Il appartient à la caisse qui a pris en charge un accident au titre de la législation sur les risques professionnels de rapporter la preuve de la matérialité de cet accident et donc de l’existence d’une lésion survenue au temps et lieu du travail.
La preuve de l’accident du travail peut résulter de présomptions sérieuses, graves et concordantes de la matérialité du fait accidentel.
En l’espèce, la déclaration d’accident de travail mentionne un accident survenu le 21 septembre 2020 alors que Monsieur [I] manipulait des accessoires d’emballages. Il est relaté dans ladite déclaration qu’il s’est pris les pieds dans le chariot en transportant des embouts bois et a chuté contre la table d’emballage.
La société [7] fait valoir que le matin de la survenance de l’incident, Monsieur [I] n’est étonnamment pas venu travailler avec son véhicule personnel comme à son habitude mais
s’est fait déposer par un membre de sa famille suggérant qu’il souffrait déjà d’une blessure l’empêchant de conduire, avant même d’arriver sur son lieu de travail.
L’employeur ajoute que l’accident serait curieusement survenu à la suite d’une convocation à un entretien préalable à une sanction disciplinaire et que le témoin de l’accident a une version hésitante et changeante des faits.
Néanmoins, comme le confirme la société par ailleurs, lors de l’enquête, le témoin déclare que son collègue a glissé et est tombé en arrière sur le charriot et qu’il s’est renversé sur le côté.
Sur ce point, la [5] soutient que les déclarations du témoin contenues dans l’attestation du 21 janvier 2021 ne remettent aucunement en cause les déclarations qu’il avait fait auprès de la caisse lors de l’instruction du dossier.

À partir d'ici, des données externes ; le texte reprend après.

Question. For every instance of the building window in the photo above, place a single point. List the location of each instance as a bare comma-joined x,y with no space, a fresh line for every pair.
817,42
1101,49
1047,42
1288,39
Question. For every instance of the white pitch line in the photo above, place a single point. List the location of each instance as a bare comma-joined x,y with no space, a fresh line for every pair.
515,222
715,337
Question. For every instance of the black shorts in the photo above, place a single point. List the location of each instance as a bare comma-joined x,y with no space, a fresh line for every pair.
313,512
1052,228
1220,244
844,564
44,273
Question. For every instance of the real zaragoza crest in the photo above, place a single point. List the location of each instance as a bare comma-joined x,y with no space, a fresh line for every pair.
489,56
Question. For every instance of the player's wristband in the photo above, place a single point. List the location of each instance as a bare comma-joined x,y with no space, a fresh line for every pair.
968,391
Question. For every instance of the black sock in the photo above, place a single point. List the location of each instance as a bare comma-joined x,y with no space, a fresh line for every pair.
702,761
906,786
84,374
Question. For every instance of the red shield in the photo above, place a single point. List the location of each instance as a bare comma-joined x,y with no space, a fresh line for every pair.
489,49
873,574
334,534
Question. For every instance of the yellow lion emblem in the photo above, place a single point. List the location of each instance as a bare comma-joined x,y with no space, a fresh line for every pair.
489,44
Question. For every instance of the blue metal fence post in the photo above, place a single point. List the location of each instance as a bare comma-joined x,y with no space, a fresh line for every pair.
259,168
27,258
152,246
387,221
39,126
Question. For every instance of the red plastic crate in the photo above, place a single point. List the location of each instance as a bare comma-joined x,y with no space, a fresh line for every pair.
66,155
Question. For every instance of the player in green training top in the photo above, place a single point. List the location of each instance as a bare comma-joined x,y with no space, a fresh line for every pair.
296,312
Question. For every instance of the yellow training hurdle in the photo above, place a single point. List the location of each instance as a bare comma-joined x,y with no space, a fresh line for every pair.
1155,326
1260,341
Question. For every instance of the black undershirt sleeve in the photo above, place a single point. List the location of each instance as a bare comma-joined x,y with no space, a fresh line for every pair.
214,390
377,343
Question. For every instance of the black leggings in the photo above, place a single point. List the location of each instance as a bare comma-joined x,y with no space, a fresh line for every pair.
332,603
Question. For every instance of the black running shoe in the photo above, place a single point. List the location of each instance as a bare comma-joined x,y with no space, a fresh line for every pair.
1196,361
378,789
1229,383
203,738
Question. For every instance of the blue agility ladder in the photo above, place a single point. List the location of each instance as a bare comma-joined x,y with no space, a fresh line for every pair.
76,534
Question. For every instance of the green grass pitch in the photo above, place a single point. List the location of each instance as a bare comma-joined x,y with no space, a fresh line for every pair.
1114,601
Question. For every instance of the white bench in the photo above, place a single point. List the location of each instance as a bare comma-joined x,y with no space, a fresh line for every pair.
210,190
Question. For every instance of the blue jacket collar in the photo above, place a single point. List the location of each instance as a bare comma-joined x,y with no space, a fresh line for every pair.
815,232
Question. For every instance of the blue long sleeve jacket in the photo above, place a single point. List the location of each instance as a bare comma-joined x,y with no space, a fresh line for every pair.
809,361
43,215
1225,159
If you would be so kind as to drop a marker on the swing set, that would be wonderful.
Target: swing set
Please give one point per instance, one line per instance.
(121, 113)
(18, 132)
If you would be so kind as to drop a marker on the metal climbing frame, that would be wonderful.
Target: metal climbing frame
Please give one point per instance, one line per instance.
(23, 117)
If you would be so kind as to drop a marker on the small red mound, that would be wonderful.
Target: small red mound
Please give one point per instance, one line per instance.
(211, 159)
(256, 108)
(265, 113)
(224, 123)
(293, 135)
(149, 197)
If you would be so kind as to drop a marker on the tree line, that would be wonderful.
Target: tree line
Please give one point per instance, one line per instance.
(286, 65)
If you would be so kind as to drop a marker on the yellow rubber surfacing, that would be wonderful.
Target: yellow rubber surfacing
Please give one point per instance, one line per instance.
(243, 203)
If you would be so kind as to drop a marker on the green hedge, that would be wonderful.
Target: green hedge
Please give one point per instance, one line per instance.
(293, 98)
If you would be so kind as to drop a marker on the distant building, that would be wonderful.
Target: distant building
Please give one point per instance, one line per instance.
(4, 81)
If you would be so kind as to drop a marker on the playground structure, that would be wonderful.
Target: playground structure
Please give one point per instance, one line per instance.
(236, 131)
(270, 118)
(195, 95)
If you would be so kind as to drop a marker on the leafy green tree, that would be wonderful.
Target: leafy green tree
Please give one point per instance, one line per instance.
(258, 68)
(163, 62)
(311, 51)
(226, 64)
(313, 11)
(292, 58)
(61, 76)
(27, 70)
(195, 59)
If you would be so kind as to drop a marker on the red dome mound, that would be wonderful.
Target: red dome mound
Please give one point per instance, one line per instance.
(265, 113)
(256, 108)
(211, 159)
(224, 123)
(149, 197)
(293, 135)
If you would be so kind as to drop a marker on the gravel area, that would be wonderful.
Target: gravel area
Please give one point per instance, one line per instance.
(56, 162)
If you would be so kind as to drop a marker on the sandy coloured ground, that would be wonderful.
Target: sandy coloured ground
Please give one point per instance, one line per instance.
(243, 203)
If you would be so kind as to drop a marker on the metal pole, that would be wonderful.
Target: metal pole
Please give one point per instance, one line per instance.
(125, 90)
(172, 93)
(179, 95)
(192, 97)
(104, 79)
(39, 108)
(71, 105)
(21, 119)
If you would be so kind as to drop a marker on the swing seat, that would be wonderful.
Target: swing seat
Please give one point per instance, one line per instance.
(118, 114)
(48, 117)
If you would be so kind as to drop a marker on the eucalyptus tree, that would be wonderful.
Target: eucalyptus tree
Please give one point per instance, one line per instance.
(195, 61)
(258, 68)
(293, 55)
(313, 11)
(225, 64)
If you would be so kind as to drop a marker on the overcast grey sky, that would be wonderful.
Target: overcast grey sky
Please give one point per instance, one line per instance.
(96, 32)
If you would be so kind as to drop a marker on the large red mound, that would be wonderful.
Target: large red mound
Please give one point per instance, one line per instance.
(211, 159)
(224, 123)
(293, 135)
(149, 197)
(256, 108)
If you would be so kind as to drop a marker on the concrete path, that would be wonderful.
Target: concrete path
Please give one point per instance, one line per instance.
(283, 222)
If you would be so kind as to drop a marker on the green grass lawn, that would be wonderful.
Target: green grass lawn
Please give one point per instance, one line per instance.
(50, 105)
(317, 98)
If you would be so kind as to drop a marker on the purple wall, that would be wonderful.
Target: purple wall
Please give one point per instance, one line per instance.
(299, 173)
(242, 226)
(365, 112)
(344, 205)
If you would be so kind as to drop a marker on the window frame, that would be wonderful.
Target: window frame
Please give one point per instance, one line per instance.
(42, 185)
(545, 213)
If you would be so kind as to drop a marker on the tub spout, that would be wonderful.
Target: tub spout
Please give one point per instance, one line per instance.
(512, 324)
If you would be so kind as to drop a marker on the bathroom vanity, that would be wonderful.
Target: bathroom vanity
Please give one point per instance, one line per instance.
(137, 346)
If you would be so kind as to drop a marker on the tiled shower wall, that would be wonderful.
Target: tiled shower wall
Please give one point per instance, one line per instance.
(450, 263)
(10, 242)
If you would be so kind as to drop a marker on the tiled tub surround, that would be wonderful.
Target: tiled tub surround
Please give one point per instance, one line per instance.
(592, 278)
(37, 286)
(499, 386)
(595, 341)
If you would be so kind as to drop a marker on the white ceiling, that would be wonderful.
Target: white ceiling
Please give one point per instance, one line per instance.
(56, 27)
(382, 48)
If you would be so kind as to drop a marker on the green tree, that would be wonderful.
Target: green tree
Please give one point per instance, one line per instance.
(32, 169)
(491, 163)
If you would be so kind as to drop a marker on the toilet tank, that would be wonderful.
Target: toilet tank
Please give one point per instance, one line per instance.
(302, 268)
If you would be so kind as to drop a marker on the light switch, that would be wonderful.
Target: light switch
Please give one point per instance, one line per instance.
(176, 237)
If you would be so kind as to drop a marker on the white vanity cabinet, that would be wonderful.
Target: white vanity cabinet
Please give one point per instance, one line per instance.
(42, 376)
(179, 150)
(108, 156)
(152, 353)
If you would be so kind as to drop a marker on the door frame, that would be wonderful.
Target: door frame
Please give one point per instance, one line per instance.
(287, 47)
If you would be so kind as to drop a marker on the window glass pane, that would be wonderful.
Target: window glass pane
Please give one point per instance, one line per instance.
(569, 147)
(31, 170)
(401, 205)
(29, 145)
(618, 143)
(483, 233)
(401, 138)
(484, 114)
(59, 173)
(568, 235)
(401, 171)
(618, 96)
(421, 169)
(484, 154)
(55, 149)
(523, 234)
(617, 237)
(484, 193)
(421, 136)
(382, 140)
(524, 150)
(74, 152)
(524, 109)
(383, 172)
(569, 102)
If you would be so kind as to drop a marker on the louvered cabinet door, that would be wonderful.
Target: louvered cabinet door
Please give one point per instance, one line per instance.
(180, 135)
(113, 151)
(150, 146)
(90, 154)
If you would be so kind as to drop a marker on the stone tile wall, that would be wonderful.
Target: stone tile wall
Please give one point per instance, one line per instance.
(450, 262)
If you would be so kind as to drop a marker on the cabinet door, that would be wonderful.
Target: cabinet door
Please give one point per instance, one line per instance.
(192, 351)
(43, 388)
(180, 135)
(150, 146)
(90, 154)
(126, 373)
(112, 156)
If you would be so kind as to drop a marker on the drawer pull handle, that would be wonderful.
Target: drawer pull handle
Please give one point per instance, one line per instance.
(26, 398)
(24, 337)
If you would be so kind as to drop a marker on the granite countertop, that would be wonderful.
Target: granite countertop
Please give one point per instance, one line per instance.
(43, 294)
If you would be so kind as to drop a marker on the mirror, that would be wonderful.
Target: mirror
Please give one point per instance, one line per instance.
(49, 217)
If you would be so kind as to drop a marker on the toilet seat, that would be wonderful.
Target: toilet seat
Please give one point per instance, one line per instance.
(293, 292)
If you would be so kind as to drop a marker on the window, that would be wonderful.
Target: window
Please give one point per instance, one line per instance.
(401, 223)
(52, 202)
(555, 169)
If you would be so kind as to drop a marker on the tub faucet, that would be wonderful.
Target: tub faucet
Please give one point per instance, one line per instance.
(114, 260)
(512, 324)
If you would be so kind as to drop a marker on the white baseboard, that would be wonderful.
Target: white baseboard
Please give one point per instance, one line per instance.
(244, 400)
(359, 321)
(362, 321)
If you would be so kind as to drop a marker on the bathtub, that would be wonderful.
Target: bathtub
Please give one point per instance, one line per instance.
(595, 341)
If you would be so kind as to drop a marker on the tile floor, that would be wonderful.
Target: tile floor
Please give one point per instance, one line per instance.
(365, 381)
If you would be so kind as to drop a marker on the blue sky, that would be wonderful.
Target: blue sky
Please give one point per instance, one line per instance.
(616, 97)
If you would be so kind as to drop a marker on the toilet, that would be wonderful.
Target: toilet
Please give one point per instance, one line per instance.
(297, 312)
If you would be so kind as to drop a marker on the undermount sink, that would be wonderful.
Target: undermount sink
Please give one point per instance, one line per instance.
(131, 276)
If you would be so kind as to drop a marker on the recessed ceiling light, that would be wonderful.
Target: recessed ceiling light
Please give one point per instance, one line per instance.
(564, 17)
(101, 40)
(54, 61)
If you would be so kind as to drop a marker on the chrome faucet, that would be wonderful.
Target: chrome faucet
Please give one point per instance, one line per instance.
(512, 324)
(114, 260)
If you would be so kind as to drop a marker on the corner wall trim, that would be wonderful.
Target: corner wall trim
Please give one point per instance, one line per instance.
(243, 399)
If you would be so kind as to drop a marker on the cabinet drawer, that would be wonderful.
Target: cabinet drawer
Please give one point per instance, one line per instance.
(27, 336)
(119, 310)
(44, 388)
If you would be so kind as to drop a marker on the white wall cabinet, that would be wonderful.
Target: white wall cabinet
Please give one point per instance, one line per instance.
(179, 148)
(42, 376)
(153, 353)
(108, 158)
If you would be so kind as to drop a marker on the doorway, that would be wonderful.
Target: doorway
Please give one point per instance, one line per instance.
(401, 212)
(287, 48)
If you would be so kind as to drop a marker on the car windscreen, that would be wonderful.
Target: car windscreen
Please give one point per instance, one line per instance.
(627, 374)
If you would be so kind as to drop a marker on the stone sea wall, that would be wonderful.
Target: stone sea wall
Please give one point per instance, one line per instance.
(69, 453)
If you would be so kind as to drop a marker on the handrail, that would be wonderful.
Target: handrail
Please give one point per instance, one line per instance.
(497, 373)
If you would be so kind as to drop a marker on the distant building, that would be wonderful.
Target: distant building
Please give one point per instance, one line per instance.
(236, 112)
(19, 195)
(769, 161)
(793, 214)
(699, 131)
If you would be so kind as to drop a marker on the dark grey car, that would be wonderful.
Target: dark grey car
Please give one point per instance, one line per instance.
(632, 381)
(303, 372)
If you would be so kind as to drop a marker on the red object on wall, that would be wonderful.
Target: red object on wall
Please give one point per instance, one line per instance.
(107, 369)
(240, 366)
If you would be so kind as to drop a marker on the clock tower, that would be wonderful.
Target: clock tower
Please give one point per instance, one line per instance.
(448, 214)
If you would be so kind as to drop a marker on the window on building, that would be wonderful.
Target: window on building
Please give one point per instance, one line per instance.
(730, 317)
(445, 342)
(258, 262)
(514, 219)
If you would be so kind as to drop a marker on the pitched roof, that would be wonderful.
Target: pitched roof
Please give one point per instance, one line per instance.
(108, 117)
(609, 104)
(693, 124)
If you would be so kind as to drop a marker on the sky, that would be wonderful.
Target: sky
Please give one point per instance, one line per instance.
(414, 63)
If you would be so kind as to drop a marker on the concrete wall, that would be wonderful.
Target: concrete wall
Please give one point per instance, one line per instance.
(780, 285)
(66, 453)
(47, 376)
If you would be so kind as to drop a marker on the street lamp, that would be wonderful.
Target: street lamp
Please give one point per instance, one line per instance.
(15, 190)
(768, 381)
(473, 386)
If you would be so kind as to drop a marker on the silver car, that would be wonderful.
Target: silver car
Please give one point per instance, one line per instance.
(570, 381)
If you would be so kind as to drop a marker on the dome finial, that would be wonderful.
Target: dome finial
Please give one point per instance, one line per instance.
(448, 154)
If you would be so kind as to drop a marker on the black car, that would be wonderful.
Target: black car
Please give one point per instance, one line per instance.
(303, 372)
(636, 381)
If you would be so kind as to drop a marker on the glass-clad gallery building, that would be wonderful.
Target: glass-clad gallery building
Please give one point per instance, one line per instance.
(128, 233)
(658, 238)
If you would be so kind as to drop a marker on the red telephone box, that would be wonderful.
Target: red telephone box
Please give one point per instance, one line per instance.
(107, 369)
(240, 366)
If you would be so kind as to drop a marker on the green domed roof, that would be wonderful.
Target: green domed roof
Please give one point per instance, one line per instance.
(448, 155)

La caisse ajoute que le témoin n’a certes pas pu déterminer la cause de cette chute mais elle souligne que cela ne saurait remettre en cause sa matérialité.
A cet égard, le tribunal relève qu’il ressort de l’enquête de la caisse plusieurs éléments propres à démontrer la matérialité des faits à savoir une chute de Monsieur [I] pendant son temps de travail et sur son lieu de travail.
Compte tenu des éléments décrits dans l’enquête, il existe un faisceau de présomptions graves, précises et concordantes permettant de retenir valablement le caractère professionnel de l’accident dont a été victime Monsieur [I].
L’employeur, qui conteste le caractère professionnel de l’accident, ne renverse pas la présomption d’imputabilité en rapportant des éléments prouvant que l’accident a une cause totalement étrangère au travail.
Par conséquent, la décision de la [5] de prise en charge de l’accident de Monsieur [I] survenu le 21 septembre 2020 au titre de la législation professionnelle, doit être déclarée opposable à l’employeur, la société [7].
Sur les dépens
En tant que partie succombant, la société [7] sera condamnée aux dépens engagés depuis le 1er janvier 2019.
PAR CES MOTIFS
Le pôle social du tribunal judiciaire de Lyon, après en avoir délibéré, par jugement contradictoire et en premier ressort, mis à disposition,
DÉCLARE opposable à la société [7] la décision de prise en charge de la [5] au titre de la législation professionnelle de l’accident dont a été victime [L] [B] [I] le 21 septembre 2020 ;
CONDAMNE la société [7] aux dépens exposés à compter du 1er janvier 2019.
Ainsi jugé et mis à disposition au greffe du tribunal le 22 septembre 2025, et signé par la présidente et la greffière.